Darryl was an outstanding and beloved teacher, mentoring several decades of undergraduate and graduate students who cherished their time in his classroom. “Every bit of scholarship I ever produced would be impossible without him,” Professor Reid Barbour recollected at a recent memorial service for the former undergraduate honors thesis advisor who later became his colleague at UNC. “Without even trying, his poise and grace had a way of shaping me up, clarifying my vision and putting me back on track.” Another of Darryl’s former students, Mary Floyd-Wilson, received her Ph.D. under his direction at UNC and returned there six years later to teach alongside him. Recalling her experience as a doctoral student, Professor Floyd-Wilson described how “Darryl Gless’s capacity to elicit productive and sometimes contradictory readings from his students often felt miraculous. I would leave his classroom eager to range widely in primary sources, in criticism, and to push my thinking and interpretive skills.” Darryl’s exceptional teaching was recognized at UNC with a Tanner Award for Excellence in Teaching in 1983 and, in 2013, with the Board of Governors’ Award for Excellence in Teaching. Those who studied with him remember not just a brilliant teacher but also a kind and charitable one. Mary Floyd-Wilson remarked at his memorial service that “in my early days as an instructor, he was the professor I tried to emulate—until I realized that his power as a teacher came from qualities and gifts that I hadn’t developed: deep erudition, patience, and a magnanimous nature. But he mentored me by trusting my scholarly instincts, always more than I trusted them myself.”

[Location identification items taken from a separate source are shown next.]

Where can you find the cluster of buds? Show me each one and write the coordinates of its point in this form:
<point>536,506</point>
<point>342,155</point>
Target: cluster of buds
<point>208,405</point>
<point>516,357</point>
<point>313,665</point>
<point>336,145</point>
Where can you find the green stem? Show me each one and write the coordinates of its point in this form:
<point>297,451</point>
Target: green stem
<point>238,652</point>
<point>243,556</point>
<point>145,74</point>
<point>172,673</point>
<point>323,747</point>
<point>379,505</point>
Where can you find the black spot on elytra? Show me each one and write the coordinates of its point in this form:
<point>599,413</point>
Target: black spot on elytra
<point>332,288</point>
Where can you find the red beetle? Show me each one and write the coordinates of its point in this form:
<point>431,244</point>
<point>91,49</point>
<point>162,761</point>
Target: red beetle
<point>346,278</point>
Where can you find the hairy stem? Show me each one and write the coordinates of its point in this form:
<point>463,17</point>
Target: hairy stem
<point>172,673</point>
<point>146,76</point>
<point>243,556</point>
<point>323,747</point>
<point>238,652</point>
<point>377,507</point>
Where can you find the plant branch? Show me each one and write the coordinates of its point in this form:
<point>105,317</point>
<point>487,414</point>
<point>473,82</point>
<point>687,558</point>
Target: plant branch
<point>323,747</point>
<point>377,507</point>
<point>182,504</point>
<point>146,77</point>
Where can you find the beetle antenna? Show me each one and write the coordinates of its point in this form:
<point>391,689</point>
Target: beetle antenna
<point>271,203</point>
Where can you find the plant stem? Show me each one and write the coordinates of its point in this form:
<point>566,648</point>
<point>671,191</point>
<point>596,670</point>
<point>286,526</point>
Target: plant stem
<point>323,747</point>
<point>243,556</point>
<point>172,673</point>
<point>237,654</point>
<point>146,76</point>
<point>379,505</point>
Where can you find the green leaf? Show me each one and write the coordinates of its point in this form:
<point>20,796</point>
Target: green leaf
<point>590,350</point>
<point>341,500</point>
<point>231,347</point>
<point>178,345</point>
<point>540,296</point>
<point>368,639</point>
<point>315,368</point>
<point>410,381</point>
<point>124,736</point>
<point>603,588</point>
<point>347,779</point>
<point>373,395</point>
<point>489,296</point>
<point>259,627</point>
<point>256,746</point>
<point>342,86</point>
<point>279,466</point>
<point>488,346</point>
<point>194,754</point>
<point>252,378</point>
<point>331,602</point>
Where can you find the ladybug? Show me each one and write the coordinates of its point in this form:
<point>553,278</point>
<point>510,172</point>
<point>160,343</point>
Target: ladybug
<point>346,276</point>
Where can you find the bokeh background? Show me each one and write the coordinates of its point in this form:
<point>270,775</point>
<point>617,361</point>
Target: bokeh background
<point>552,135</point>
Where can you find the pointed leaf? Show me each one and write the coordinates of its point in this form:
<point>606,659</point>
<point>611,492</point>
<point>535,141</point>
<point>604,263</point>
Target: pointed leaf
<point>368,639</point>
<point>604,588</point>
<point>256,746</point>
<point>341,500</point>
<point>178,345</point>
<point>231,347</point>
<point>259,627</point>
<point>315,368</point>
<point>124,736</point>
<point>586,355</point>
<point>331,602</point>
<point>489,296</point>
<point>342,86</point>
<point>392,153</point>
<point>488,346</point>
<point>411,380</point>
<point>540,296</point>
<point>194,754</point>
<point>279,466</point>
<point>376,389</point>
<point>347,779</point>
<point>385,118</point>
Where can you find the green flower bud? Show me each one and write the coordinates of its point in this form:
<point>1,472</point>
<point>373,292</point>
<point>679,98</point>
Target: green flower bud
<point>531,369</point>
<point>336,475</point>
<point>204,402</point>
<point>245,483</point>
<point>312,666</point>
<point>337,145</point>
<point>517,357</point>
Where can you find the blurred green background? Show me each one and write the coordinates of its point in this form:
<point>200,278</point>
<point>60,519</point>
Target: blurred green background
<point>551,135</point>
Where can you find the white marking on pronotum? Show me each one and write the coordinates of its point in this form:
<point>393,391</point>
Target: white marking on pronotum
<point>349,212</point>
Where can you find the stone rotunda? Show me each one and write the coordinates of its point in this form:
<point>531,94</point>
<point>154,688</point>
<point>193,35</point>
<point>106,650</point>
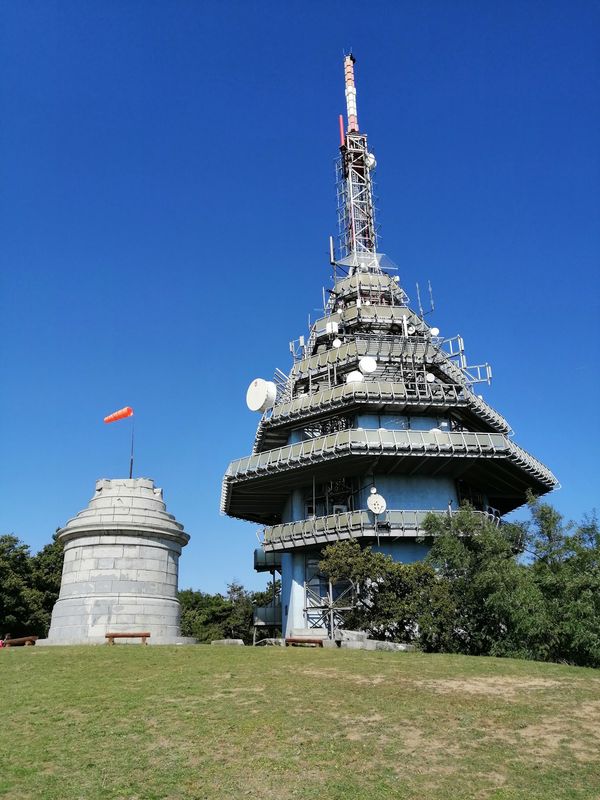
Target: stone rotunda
<point>121,567</point>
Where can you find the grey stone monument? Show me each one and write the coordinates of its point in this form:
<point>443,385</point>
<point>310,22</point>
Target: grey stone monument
<point>121,567</point>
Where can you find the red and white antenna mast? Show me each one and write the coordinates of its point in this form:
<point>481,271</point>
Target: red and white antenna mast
<point>356,215</point>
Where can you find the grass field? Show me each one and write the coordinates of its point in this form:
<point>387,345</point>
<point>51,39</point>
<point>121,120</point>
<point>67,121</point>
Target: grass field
<point>201,722</point>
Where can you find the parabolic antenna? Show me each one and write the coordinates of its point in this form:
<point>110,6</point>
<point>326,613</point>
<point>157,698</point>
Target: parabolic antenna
<point>354,377</point>
<point>261,395</point>
<point>367,365</point>
<point>376,503</point>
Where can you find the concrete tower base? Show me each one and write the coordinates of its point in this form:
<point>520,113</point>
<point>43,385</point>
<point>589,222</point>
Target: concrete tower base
<point>121,568</point>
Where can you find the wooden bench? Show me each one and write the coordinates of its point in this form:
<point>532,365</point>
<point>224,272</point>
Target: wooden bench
<point>112,636</point>
<point>295,640</point>
<point>25,641</point>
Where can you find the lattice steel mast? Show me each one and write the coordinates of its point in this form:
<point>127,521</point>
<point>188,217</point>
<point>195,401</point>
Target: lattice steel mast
<point>356,213</point>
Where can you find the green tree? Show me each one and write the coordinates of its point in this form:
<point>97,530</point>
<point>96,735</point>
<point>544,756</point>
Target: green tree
<point>21,605</point>
<point>499,610</point>
<point>394,601</point>
<point>566,570</point>
<point>46,574</point>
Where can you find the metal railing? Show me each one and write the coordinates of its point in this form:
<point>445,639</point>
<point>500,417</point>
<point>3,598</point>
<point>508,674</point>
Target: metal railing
<point>352,524</point>
<point>434,395</point>
<point>386,442</point>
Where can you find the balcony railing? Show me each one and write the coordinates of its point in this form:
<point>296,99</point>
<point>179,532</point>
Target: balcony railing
<point>435,395</point>
<point>390,443</point>
<point>352,524</point>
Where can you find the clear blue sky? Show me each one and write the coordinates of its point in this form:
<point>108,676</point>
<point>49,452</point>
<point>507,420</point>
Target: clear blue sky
<point>167,194</point>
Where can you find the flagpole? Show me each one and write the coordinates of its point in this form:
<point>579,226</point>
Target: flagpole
<point>131,456</point>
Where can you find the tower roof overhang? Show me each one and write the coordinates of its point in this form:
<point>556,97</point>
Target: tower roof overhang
<point>256,487</point>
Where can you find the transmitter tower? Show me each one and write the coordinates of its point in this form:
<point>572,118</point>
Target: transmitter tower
<point>376,424</point>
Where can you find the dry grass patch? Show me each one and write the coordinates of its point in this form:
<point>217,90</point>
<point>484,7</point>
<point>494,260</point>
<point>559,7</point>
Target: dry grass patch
<point>190,723</point>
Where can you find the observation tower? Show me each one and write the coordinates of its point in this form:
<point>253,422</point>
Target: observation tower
<point>375,425</point>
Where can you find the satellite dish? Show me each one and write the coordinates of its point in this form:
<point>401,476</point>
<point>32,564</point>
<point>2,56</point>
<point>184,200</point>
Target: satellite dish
<point>376,503</point>
<point>261,395</point>
<point>367,365</point>
<point>354,377</point>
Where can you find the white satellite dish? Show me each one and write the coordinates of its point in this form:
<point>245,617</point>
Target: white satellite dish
<point>354,377</point>
<point>261,395</point>
<point>376,503</point>
<point>367,365</point>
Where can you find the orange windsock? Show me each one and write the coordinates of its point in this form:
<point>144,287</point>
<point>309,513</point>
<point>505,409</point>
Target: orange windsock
<point>121,414</point>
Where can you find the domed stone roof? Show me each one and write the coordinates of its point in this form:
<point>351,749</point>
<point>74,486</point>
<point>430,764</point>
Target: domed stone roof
<point>125,505</point>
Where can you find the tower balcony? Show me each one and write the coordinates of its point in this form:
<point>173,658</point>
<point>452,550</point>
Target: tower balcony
<point>320,531</point>
<point>256,487</point>
<point>401,396</point>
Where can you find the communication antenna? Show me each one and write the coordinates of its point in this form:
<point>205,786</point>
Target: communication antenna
<point>419,302</point>
<point>422,313</point>
<point>432,304</point>
<point>356,212</point>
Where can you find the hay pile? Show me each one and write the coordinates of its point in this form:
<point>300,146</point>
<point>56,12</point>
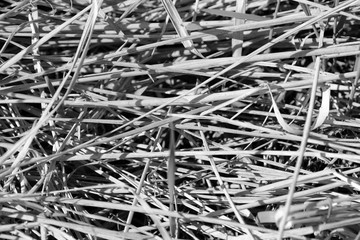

With his wife Friederike Seeger, Darryl was an avid traveller, a skillful gardener, a cat lover, a life-long learner, and an excellent cook who loved to eat. To all who knew him, he was the warmest, kindest, and most generous of friends. Although he lived for the past fifteen years under the threat of a debilitating blood disorder, he was unfailingly eager to contribute everything that he could to the lives of his students, colleagues, family, and friends, and he lived every day of the last years of his life with courage and gusto. Darryl is survived by his mother, two brothers, a sister, his wife Friederike Seeger, and their daughter Elena “Leni” Gless, born on August 11, 2014, two months after Darryl’s death.

The family requests that friends consider donating blood and platelets or register as a bone marrow donor in his memory.

 

Comments

  • TerryDevore 1 year, 5 months ago

    Literature is my life, my future field of activity, and my hobby. I liked it when I was a child, I read a lot of fairy tales. Now, I am a student at a prestigious academic institution of English Language and Literature. Professor Darryl Gless was one of the personalities I followed and who motivated me. I am not a writing expert yet and frequently I use the help from https://edubirdie.com/write-my-thesis because I am busy with my part-time journalist job and the deadlines for my academic assignments are tight. However, I try to face all the challenges to succeed in becoming an author like Mr. Gless. I write my thesis with immense support from service professionals, but this does not negate my personal love for writing and creation.

    Link / Reply

You must log in to comment.

Cite as:

Jessica Wolfe and Reid Barbour, "In Memoriam. Professor Darryl Gless (1945-2014)," Spenser Review (Fall 2014). Accessed May 23rd, 2024.